Where I see a difference is not grazing but horses _don't _truly need to eat 24/7 although they will...
They *can* acclimate to a feeding schedule, not stress overly from it as long as they _are_ fed at specific times with adequate amounts...
Many "good" barns feed often during the day hay to their horses so they are not "bored", empty stomach and or "stressing" as many insist is happening.
Years ago....horses were fed 2x a day, ... _that was it._
Our horses not only survived they thrived and were _not_ unhealthy.
Just remember horses can and have evolved over centuries to what we have today...they change with the need...

As for the "toys"....likits are fine...just remember what it is made fromand if you want to introduce that "rush" to the body as once tasted...:eek_color:
I know my gf horse had these and ate them _entirely_ in less than a day..._{she had the sugar based one}_ 
I know today there is also a "salt" based one which makes little sense to me as very few horses are going to stand and lick their salt-block endlessly as a boredom reducer so why spend $ on something with this base product composition...
_As for me_..._*hated*_ the darn thing as it was sticky and left a mess on clothes, forget what it did to my head every single time I went in the stall I got slammed with the thing and lost hair stuck on it!! :twisted:
That thing was "evil" to me... :-|
:runninghorse2:...._
jmo..._


----------



## Cynical25 (Mar 7, 2013)

Don't stress until there is something to stress about!
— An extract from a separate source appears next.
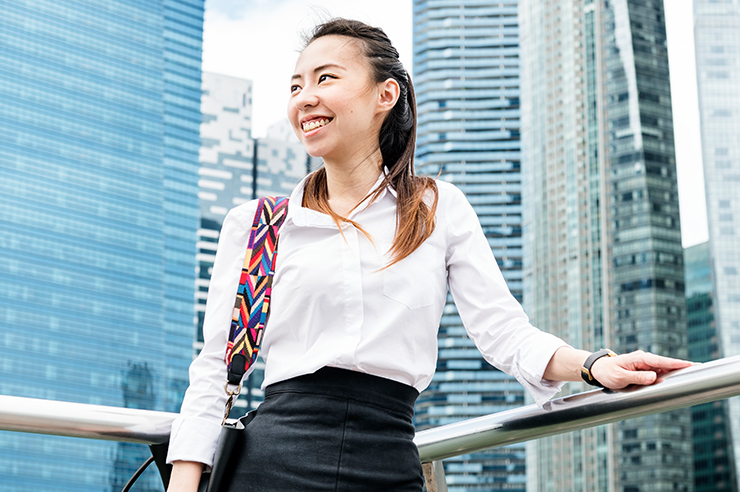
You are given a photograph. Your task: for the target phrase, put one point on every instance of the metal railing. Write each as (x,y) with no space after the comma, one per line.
(701,383)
Many horses thrive in stalls, and yours will get some turnout, so it's not the end of the world. He'll get to stretch his legs every time you visit, too. Pay attention to his behavior as he adjusts to stall life, and be prepared to allow him a few minutes of play time in a round pen if he's extra spunky, before expecting him to focus on work. Once he's into the swing of things, he may be fine to pull out of the stall, groom & go.


If your horse doesn't thrive, then look for an alternative. Never hurts to be on a waiting list for a different barn, you can always decline if a space opens and you don't want it.


Don't buy too many toys, as many horses don't use them. My own gelding was terrified of the jolly ball on his stall floor, so instead of playing he'd stand in the opposite corner of his stall suspiciously eying it all day, until the farm hands told me and we removed it, lol. He never did touch the hanging Lik-It or the wall-mounted Lik-It roller over the year and a half we boarded at that barn, and this was when he was a playful 3 year old. As long as he could see & hear the happenings in the barn aisles he was content.


----------